Dans notre cas, le pape Benoît, lorsqu’il a démissionné, savait parfaitement, parce qu’il connaissait le collège des cardinaux – et s’il ne les connaissait pas, c’était encore pire – que n’importe qui pouvait être élu. Il est vrai que son ami le cardinal Scola pouvait être élu, ou un membre de la curie, mais on pouvait aussi élire un cardinal progressiste, ou un fou, ou un fripon, ou un menteur, ou un déséquilibré, ou tout cela à la fois, ce qui est précisément ce qui s’est passé.
Pour cette raison, et bien que cela me fasse mal en raison de l’énorme affection et de l’admiration que j’ai pour le pape Benoît, je dois dire que, à mon avis, il est coupable de dol éventuel et, par conséquent, pénalement responsable du fait que, depuis presque dix ans, l’Église est à la merci de la volonté de Bergoglio et traverse l’une des crises les plus graves de son histoire.
Dante, s’il mettait à jour sa Divine Comédie, le placerait sans doute en Enfer à côté de Saint Célestin*. J’intercéderais pour lui et le supplierais de l’envoyer au purgatoire."
* Célestin V, au siècle Pietro Angelerio da Morrone (dont on se souvient pour le geste «prophétique» de Benoît XVI déposant son pallium sur sa tombe, lors de sa visite à l’Aquila en 2009), fut placé par Dante dans le «cercle des veules» (girone degli Ignavi, d’autres traductions disent «vestibule des lâches»), autrement dit ceux qui ont vécu sans infamie et sans louange, pour avoir accompli le geste que le grand poète décrit comme «le grand refus».
Source

( 959851 )
Comment peut-on.... par Père M. Mallet (2023-02-01 00:34:00)
[en réponse à 959847]
...juger d'une situation médicale d'une personne sans connaître son dossier médical ? (et éventuellement sans être médecin).
Jésus disait de ne pas juger, pour ne pas être jugé : ce qui se rapporte aux "jugements téméraires", ce qui me semble être le cas ici.
Les somnifères ont des quantités d'effets secondaires, qui en plus peuvent être différents d'une personne à l'autre : baisse de vigilance tout au long de la journée, endormissements intempestifs.
L'insuffisance rénale est aussi un très gros problème.
Et à supposer que ce problème de santé relève aussi de la "maladie diplomatique", nous n'avons pas à en juger.
Donc je ne me permettrait certainement pas de le juger.

( 959871 )
Ce texte du Wanderer... par Chicoutimi (2023-02-01 14:49:58)
[en réponse à 959851]
peut et doit, à mon avis, être lu non pas comme un jugement contre la personne de Benoît XVI mais comme un questionnement par rapport à sa renonciation.
Et force est d'admettre qu'il y a actuellement plus de questions que de réponses concernant cette renonciation qui, jusqu'à preuve du contraire, a fait du tort à l'Église.
Quant à la raison médicale (insomnie) de sa renonciation, il n'est point besoin d'être médecin pour constater que cette raison ne correspond pas à ce qui s'est passé en 2013: l'annonce en quasi-catastrophe de la renonciation comme si cela ne pouvait pas attendre (à tel point que Benoît XVI n'a même pas pris le temps de terminer son encyclique sur la foi).
Enfin, je ne pense pas que c'est juger la personne que de juger ses actes.

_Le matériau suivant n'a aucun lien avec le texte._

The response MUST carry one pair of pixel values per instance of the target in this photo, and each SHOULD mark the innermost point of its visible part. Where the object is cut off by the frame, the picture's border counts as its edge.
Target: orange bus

Au ''
Qui suis-je pour juger'' de François, le Cardinal Burke avait très bien répondu en réaffirmant l'importance du jugement moral lorsqu'il disait ''
Nous devons juger les actes, nous n’avons pas le choix'' (
ICI).

( 959986 )
Pour comprendre l'urgence, il suffit d'imaginer mars 2013 avec Benoît XVI. par Scrutator Sapientiæ (2023-02-03 08:03:31)
[en réponse à 959871]
Bonjour Chicoutimi,
Pour bien comprendre l'extrême urgence qui a conduit à la démission de Benoît XVI, il suffit d'imaginer la suite, si le successeur de Jean-Paul II s'était accroché à son poste : l'assèchement financier ou la paralysie financière du Saint-Siège aurait été rapide, au bout de quelques semaines, et l'implication judiciaire de Benoît XVI et de quelques autres hommes d'Eglise travaillant au Saint Siège, pour cause de couverture de clercs pédophiles, aurait été presque aussi rapide, au bout de quelques mois.
Bonne journée.
Scrutator.

( 959857 )
suis bouche bée par fils du vent (2023-02-01 09:51:21)
[en réponse à 959847]
Chicoutimi. Alors là les bras m'en tombe. Parlez comme ça du pape Benoit XVI qui avait des problèmes de santé. De la manière dont tu juges tu seras jugé. A bon entendeur.

( 959863 )
le titre est inconvenant et détestable mais la question posée reste par Luc Perrin (2023-02-01 12:32:42)
[en réponse à 959847]
La question de la curieuse renonciation de Benoît XVI de 2013 n'a pas été véritablement éclaircie et le décès du Pontife émérite conduira, peut-être, à plus de clarté dans les années qui viennent.
J'avais à l'époque émis de sérieux doutes sur la version officielle et je n'étais pas le seul : Philippe Levillain avait fait part de sa perplexité et quelques autres.
En 2013, les nécrologies étaient prêtes et le décès du 31 décembre 2022 était annoncé comme imminent il y a 10 ans...
L'ironie de l'histoire aura voulu que Benoît XVI ait été pape émérite plus longtemps que pape en fonction. Tout ce qu'on a vu et lu du Pontife après sa résignation démontre qu'il avait toutes ses facultés plusieurs années après son départ. L'argument officiel de 2013 était manifestement faux et il n'est pas besoin d'être médecin ni d'avoir son dossier médical pour en juger : les faits sont là.
J'ai toujours insisté sur la renoncement progressif de Benoît XVI au programme que tous y compris La Croix attendaient en 2005.
Atermoiements, temporisation malheureuse et finalement capitulation en rase campagne : je pourrais résumer ainsi la ligne dominante du pontificat. Le dol n'est pas à chercher en 2013 mais sur le parcours 2005-2013.
Il a fallu deux ans avant d'avoir S.P. - grâce soit rendu à Dieu et au Pontife pour le texte - alors que le cardinal Ratzinger avait été au coeur du dossier depuis au moins 1983. Encore 4 ans pour l'Instruction de 2011 qui clarifiait certains points et pas tous.
En liturgie ce fut pratiquement tout sauf quelques retouches de traduction. Point de "réforme de la réforme" tant escomptée et théorisée par ... Joseph Ratzinger dans plusieurs livres et conférences.
Pire c'est connu, la politique ce sont les hommes et les femmes le cas échéant dans l'Église que l'on choisit. On sait combien ceux de Benoît XVI n'ont pas été à la hauteur et plusieurs figures (Braz de Aviz, Paglia, Roche ...) du pontificat actuel viennent en héritage de Benoît XVI.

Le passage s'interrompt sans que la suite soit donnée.